There are way wiser ways than this to spoof old Wizzle the Shakespizzle.
Avenue Q
Through July 29 at Theatre Too in The Quadrangle. Call 214-871-3300.
Bomb-itty of Errors
Through July 22 at Second Thought Theatre at Kalita Humphreys Theater. Call 866-811-4111.
What the Butler Saw
Through August 5 at Stage West, Fort Worth. Call 817-784-9378.
Long-lost twins also are a plot twist in Joe Orton's 1967 farce What the Butler Saw. There's no butler in the play, directed by Jim Covault at Fort Worth's Stage West. There are: five people who strip to their underwear; one character (played by Dana Schultes) required to scream like a stuck pig every time she sees a nearly naked man; two men (Garret Storms, Dwight Greene) who put on women's clothes; a character (played by Stage West founder Jerry Russell) who looks like the old man in the movie Up; and a bronze replica of Winston Churchill's penis.

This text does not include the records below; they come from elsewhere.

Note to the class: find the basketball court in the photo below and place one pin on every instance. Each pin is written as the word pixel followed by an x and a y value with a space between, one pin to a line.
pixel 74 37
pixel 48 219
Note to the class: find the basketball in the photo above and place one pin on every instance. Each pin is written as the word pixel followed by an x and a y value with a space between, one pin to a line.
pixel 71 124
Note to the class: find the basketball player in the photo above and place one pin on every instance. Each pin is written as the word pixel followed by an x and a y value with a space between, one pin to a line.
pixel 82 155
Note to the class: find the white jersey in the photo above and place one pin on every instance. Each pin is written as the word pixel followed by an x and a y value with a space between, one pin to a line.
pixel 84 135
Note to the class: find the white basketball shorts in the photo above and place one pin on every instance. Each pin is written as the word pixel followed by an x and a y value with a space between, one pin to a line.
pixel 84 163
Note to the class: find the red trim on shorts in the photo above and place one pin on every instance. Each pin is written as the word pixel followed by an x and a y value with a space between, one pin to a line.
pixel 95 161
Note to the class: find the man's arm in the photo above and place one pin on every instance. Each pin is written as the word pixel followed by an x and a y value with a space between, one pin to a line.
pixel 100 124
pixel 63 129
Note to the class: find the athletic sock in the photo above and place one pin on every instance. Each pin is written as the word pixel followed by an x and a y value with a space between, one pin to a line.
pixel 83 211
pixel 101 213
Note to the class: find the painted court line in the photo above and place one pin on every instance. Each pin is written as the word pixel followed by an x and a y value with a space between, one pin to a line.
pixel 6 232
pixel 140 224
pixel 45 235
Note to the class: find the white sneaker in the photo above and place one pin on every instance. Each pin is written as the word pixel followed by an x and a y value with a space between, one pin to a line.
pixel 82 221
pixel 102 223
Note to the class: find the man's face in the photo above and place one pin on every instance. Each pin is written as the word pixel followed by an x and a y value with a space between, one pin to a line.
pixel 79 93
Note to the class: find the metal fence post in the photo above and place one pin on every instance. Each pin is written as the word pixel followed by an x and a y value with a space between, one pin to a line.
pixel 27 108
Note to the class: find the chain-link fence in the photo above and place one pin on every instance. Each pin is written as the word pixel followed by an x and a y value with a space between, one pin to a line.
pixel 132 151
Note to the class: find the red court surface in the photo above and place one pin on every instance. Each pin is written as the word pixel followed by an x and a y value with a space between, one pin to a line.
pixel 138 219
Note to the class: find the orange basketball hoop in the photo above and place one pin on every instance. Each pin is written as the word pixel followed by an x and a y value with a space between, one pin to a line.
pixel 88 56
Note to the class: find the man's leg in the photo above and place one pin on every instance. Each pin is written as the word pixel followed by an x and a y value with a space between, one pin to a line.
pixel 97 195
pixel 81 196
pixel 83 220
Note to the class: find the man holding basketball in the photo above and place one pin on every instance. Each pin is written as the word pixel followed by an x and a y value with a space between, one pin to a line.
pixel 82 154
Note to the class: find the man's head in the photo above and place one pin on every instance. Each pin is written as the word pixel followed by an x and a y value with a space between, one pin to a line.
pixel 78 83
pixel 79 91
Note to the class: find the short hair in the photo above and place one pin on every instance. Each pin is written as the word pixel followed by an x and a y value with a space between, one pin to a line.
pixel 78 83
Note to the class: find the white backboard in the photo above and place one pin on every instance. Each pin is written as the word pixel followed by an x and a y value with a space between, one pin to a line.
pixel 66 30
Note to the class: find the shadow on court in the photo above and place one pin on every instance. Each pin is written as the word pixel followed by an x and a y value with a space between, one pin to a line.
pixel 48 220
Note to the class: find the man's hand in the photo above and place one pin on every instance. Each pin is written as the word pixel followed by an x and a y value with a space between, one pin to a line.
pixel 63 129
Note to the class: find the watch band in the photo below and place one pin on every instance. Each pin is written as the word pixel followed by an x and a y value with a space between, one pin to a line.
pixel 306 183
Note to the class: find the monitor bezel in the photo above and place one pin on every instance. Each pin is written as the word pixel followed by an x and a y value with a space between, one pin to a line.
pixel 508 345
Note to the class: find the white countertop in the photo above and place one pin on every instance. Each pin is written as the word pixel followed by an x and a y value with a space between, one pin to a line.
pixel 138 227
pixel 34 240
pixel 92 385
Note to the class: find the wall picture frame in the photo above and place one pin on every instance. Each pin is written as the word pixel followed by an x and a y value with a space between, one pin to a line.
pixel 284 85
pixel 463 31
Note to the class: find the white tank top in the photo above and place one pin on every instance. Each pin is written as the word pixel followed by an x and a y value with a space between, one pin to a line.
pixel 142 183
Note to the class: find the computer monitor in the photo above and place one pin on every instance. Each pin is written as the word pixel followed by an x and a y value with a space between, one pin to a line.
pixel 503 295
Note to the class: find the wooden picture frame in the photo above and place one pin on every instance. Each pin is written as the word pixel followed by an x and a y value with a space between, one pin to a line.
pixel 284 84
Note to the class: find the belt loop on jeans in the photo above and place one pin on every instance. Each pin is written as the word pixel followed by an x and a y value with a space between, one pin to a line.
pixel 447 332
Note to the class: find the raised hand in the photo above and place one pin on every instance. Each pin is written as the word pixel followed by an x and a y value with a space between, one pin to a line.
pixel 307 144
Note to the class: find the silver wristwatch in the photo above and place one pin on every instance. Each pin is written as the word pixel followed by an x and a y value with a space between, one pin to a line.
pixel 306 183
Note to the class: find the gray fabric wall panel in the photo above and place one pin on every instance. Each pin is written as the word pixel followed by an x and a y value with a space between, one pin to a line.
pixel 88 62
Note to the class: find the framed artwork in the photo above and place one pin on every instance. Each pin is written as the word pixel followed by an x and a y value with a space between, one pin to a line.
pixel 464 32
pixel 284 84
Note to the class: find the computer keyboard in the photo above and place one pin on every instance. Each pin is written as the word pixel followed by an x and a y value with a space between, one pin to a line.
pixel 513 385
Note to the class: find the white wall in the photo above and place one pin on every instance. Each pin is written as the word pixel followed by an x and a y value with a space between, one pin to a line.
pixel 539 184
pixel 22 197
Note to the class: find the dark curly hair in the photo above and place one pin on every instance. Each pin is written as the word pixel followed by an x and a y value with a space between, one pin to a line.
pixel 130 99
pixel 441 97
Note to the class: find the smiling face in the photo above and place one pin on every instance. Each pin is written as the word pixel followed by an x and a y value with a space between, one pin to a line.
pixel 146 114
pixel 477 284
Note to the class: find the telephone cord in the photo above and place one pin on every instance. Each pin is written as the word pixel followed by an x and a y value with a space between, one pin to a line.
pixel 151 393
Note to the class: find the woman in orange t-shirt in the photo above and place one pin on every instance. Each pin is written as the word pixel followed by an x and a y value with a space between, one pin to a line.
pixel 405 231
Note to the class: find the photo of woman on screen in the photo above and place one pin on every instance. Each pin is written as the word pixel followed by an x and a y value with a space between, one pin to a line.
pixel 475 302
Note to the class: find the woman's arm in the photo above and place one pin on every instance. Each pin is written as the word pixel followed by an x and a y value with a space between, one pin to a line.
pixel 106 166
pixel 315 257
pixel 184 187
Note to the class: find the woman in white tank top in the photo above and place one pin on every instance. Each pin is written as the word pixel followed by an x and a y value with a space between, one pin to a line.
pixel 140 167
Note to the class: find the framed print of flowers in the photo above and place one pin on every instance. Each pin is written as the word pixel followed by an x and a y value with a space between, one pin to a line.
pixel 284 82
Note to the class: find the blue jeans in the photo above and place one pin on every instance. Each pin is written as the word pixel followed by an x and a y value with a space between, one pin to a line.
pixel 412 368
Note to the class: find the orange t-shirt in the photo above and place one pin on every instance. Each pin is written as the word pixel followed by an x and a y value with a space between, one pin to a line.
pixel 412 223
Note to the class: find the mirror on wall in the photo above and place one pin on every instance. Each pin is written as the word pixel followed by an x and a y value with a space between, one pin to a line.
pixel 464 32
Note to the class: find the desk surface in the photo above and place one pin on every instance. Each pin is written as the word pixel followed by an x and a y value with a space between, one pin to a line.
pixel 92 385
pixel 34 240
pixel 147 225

Orton's play, done right, is a brilliant and wicked send-up of dumb British sex farces, psychiatry and 1960s politics. As with Noises Off, it's only funny if its entrances, exits, dropped pants, screams, ass-grabs and slamming doors are timed to the red-hot second.
At Stage West, the production, like Churchill's penis, is unable to rise to the occasion.